You will probably have the worst nightmares about photography during your entire career with a jewelry website. Hiring a professional will cost more than the website design and programming, and taking them yourself often results in blurry jewelry with gray backgrounds.
Let's face it; good-quality photos appeal to users more than blurry, unclear images. In addition, bloggers, Facebook users, and Google+ users are more likely to link to (or share) a good-quality image rather than an ugly smudge on a gray background.

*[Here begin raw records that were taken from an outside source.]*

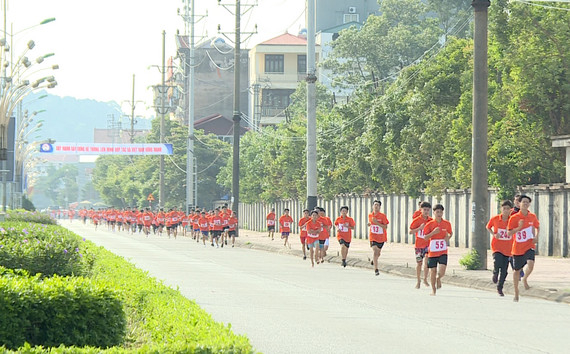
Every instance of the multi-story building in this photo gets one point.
(277, 66)
(332, 17)
(213, 81)
(333, 13)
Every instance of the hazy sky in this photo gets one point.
(100, 44)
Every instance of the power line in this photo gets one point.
(545, 6)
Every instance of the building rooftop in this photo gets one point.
(285, 39)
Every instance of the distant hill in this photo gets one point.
(68, 119)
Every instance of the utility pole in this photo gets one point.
(479, 184)
(189, 64)
(237, 111)
(133, 113)
(162, 113)
(311, 107)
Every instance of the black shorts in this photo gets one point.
(433, 261)
(377, 244)
(520, 261)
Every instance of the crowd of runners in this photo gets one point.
(514, 238)
(217, 226)
(514, 234)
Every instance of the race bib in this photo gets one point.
(376, 229)
(503, 235)
(525, 235)
(421, 234)
(437, 245)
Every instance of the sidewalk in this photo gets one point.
(550, 279)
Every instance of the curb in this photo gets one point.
(409, 272)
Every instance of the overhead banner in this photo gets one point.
(105, 149)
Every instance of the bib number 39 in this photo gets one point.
(525, 235)
(376, 229)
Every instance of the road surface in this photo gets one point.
(285, 306)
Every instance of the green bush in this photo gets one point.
(471, 260)
(55, 311)
(159, 319)
(30, 216)
(44, 249)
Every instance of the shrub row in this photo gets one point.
(55, 311)
(159, 319)
(44, 249)
(30, 216)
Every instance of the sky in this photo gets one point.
(100, 44)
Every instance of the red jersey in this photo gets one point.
(302, 226)
(378, 233)
(421, 242)
(437, 245)
(343, 225)
(326, 223)
(270, 219)
(504, 243)
(285, 223)
(524, 239)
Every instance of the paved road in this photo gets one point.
(284, 306)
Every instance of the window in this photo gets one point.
(274, 63)
(302, 64)
(350, 18)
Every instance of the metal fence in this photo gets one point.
(549, 203)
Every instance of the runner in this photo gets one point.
(225, 224)
(285, 222)
(438, 232)
(204, 224)
(524, 226)
(306, 217)
(421, 249)
(313, 230)
(344, 224)
(270, 218)
(501, 244)
(419, 211)
(378, 223)
(324, 237)
(217, 227)
(232, 225)
(147, 221)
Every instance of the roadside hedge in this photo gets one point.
(30, 216)
(59, 310)
(159, 319)
(43, 249)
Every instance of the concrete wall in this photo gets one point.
(549, 202)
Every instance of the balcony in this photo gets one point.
(282, 80)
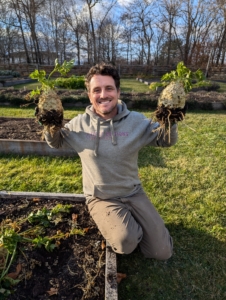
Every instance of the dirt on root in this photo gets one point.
(20, 128)
(74, 269)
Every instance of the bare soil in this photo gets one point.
(20, 128)
(73, 270)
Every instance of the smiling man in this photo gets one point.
(108, 137)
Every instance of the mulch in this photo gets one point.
(20, 128)
(73, 270)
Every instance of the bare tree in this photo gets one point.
(140, 16)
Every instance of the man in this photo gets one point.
(108, 137)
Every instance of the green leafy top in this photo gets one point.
(182, 74)
(47, 82)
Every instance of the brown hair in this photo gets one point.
(105, 69)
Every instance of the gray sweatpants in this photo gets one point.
(127, 222)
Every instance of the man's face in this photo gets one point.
(103, 95)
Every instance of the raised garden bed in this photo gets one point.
(80, 266)
(24, 136)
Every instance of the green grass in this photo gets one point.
(222, 87)
(132, 85)
(186, 183)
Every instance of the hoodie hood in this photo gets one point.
(122, 112)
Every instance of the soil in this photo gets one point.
(72, 270)
(20, 128)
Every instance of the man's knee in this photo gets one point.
(126, 242)
(161, 253)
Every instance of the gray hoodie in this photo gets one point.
(109, 149)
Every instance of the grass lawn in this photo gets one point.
(186, 183)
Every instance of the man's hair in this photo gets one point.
(105, 69)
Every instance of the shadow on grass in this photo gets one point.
(150, 156)
(195, 271)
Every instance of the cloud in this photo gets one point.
(124, 2)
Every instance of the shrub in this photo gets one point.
(9, 73)
(73, 82)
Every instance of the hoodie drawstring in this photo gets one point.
(97, 137)
(113, 136)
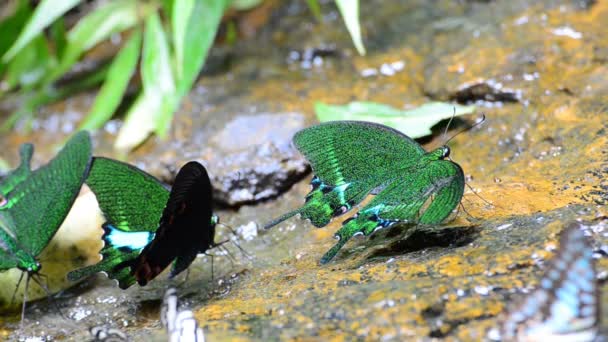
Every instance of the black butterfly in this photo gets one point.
(147, 227)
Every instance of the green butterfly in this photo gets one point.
(133, 203)
(33, 204)
(352, 159)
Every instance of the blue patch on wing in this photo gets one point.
(127, 240)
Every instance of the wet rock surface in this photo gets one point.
(540, 159)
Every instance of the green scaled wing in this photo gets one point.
(19, 174)
(39, 201)
(130, 199)
(8, 243)
(346, 151)
(428, 194)
(350, 159)
(132, 202)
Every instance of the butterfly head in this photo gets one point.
(27, 263)
(214, 220)
(445, 151)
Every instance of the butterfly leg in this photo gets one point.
(360, 224)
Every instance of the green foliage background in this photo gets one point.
(168, 40)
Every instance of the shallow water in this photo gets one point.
(537, 70)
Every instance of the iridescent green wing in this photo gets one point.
(349, 160)
(8, 243)
(427, 194)
(19, 174)
(343, 152)
(132, 202)
(130, 199)
(39, 203)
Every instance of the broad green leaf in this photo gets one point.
(30, 66)
(115, 85)
(49, 94)
(140, 121)
(200, 33)
(156, 71)
(110, 18)
(154, 108)
(180, 16)
(415, 122)
(244, 5)
(350, 13)
(11, 26)
(315, 8)
(59, 37)
(46, 13)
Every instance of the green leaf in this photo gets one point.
(315, 9)
(59, 37)
(180, 16)
(40, 97)
(46, 13)
(115, 85)
(415, 122)
(198, 38)
(350, 13)
(245, 5)
(111, 18)
(12, 25)
(30, 66)
(140, 121)
(154, 108)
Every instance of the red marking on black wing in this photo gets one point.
(184, 229)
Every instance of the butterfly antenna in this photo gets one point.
(17, 288)
(478, 195)
(230, 255)
(479, 122)
(461, 206)
(445, 133)
(247, 255)
(281, 218)
(27, 283)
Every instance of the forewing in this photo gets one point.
(184, 228)
(7, 242)
(130, 199)
(19, 174)
(354, 151)
(39, 203)
(426, 194)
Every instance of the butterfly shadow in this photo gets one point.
(423, 238)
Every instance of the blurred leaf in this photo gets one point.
(11, 26)
(59, 37)
(4, 166)
(199, 36)
(350, 13)
(110, 18)
(139, 124)
(45, 13)
(415, 122)
(30, 65)
(115, 85)
(180, 15)
(244, 5)
(315, 9)
(154, 108)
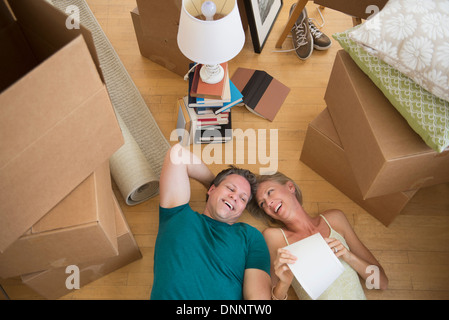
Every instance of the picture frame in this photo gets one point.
(261, 15)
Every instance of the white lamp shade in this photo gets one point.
(210, 42)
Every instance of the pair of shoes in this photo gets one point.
(306, 36)
(320, 40)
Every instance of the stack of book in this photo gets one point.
(204, 114)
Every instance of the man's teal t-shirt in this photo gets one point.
(199, 258)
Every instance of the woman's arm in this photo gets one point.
(281, 275)
(359, 257)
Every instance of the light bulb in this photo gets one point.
(208, 9)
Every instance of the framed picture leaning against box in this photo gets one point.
(261, 16)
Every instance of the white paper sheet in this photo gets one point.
(317, 267)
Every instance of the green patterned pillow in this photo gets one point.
(427, 114)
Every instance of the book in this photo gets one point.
(183, 124)
(317, 267)
(201, 89)
(192, 129)
(215, 134)
(262, 94)
(236, 98)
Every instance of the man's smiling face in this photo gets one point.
(228, 200)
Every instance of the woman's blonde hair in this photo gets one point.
(259, 213)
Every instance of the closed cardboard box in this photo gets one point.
(51, 283)
(80, 228)
(57, 123)
(385, 154)
(323, 152)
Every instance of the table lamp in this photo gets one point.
(210, 33)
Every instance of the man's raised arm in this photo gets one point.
(180, 165)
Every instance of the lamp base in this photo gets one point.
(211, 74)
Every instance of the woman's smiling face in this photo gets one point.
(276, 199)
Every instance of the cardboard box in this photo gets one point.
(162, 46)
(323, 152)
(51, 283)
(356, 8)
(57, 123)
(385, 154)
(80, 228)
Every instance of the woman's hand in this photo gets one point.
(281, 268)
(337, 247)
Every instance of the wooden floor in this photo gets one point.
(413, 250)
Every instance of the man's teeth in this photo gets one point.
(229, 205)
(278, 207)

Other than linking and sharing, a crisp, sharp image will also appear better in a thumbnail version that Google will display in the search results, and therefore may be more likely to get clicks and visits.
But what can you do to make your life easier other than paying an overpriced photographer, pounding your head against the wall with trial and error of photography, or hours of color and brightness correction work in PhotoShop?
Here are some ideas:
1. Realize that all cameras are different. Spend the money and get a good one. Go to a local photography store and talk to a salesperson trained to sell cameras, make sure you tell them what you're using it for and follow their recommendations. If you don't get a warm and fuzzy feeling from your local salesperson then you can do a lot of camera research on B&H's website, their prices are great too. Make sure you read online reviews and find out what the camera's strong suites are. For example, if the camera's main wow factor is "captures fast movement at night," then it's probably not the one to go for.
2. Don't use the camera for anything other than jewelry photography; you simply don't want to have to change the settings every time you take it from the shop to your kid's baseball game or ballet recital.
3. You need to use a manual white balance every time you change your light source. In other words, adjust your manual white balance every time you change from LED bulbs, to incandescent, to florescent, to sunlight, etc. If you don't have a manual white balance setting on your camera then you need to get a more expensive camera; go back to step 1 above.
4. Do some research online to find out which of those light sources are best to use with different metal colors and different color gemstones. Sometimes you will need to use a combination of light sources for the best looking photos.
5. Set the aperture on your camera to the largest number. This will increase the depth-of-field of the image and reduce the chance for a blurry photo. If you don't have an aperture setting you need to get a more expensive camera; go back to step 1 above.
6. If you want a white background, you will need a light box. However, images are more interesting if you use textured backgrounds like leather, velvet, sand, ribbon, lace, rocks, stone, mirror, or dichroic glass. Remember, in order to white balance your camera you need to use a white source (bright white printer paper works well) first, then put your fancy background and jewelry into the camera frame.
Your camera and light settings will be different between jewelry with rubies, sapphires, and diamonds. The camera and light settings will also be different for white metal vs. yellow metals. Do like items together.
Your goal is to take a perfect photo that will not need editing in PhotoShop. Take more than 1 photo; you do not want to take single shots of everything, upload them to your computer and realize you only have 1 option per item and all of them are terrible.
When you get all this correct you will see the bounce rate of your website go down as the visitor count goes up. Hopefully you will have some new sales too.